Turns out that we have an issue report for this on WG21. It is public with github CWG issue 486.

I guess my question on the rationale is answered then. Seems to be non-intentional, as I hoped.

Johannes Schaub <schaub.johannes@googlemail.com> schrieb am Fr., 9. Feb. 2024, 15:08:


Lénárd Szolnoki via Std-Discussion <std-discussion@lists.isocpp.org> schrieb am Fr., 9. Feb. 2024, 14:41:
On Fri, 2024-02-09 at 14:01 +0100, Johannes Schaub via Std-Discussion
wrote:
> According to what I read on the Eelis draft, the following should
> resolve to the nonexplicit ctor (consistency gone, since it is
> different for non default ctors... what is the reason for this
> inconsistency?).
>
> But GCC and Clang raise an ambiguity. Why do they? This seems like a
> simple example.
>
> struct A { explicit A() { } A(int = 0) { } }; A a = {};

Overload resolution for copy-list-initialization is intentionally
different from overload resolution for copy-initialization.

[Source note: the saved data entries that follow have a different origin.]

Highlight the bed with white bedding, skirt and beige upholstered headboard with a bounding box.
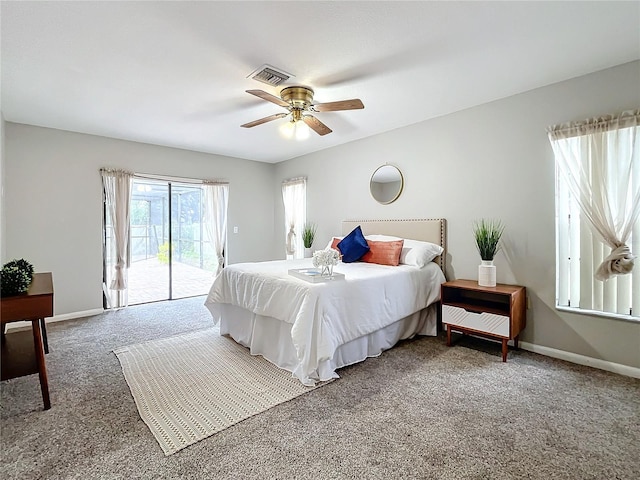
[205,219,446,385]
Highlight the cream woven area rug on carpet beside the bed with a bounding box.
[114,328,326,455]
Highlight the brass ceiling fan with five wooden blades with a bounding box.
[240,86,364,135]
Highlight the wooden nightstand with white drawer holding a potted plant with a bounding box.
[440,280,527,362]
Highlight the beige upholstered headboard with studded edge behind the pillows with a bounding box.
[342,218,447,273]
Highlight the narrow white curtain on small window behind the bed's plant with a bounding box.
[282,177,307,258]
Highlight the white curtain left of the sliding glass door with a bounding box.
[100,169,133,307]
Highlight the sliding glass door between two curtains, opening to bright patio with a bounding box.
[129,178,215,305]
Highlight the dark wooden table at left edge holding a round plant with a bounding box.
[0,272,53,410]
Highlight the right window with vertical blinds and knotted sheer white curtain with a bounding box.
[548,110,640,321]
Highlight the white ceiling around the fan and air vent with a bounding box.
[1,1,640,162]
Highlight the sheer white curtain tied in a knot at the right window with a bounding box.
[548,110,640,280]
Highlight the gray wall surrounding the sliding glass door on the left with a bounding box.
[3,122,275,315]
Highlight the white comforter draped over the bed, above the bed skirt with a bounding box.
[205,259,445,384]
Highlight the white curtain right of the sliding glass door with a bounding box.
[202,181,229,275]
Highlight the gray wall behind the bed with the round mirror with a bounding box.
[274,62,640,367]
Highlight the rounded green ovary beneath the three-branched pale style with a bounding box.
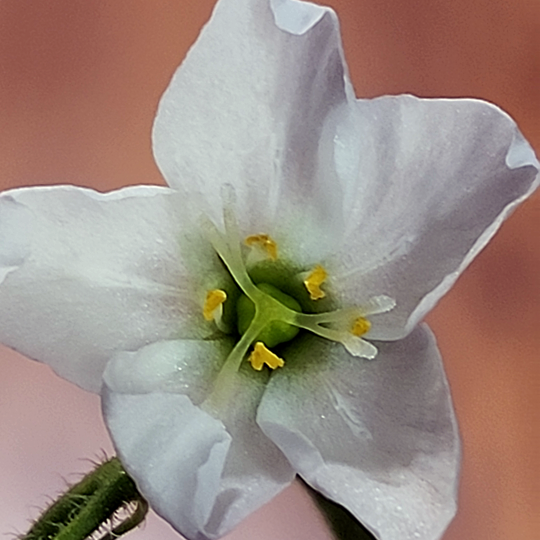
[236,283,302,348]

https://eel.is/c++draft/dcl.init.list#3.5 applies. Value initialization
resolves to direct initialization from `()`, which is ambiguous.

It does not resolve to that. But it resolves to going to default initialization which enumerates candidate ctors by using over.match.ctor, which is sensitive to the context being copy initialization (which it is, here). The resulting candidates are then sent to overload resolution with the argument list resulting from an initializer "()". This algorithm is wholly different that your one-sentence summary.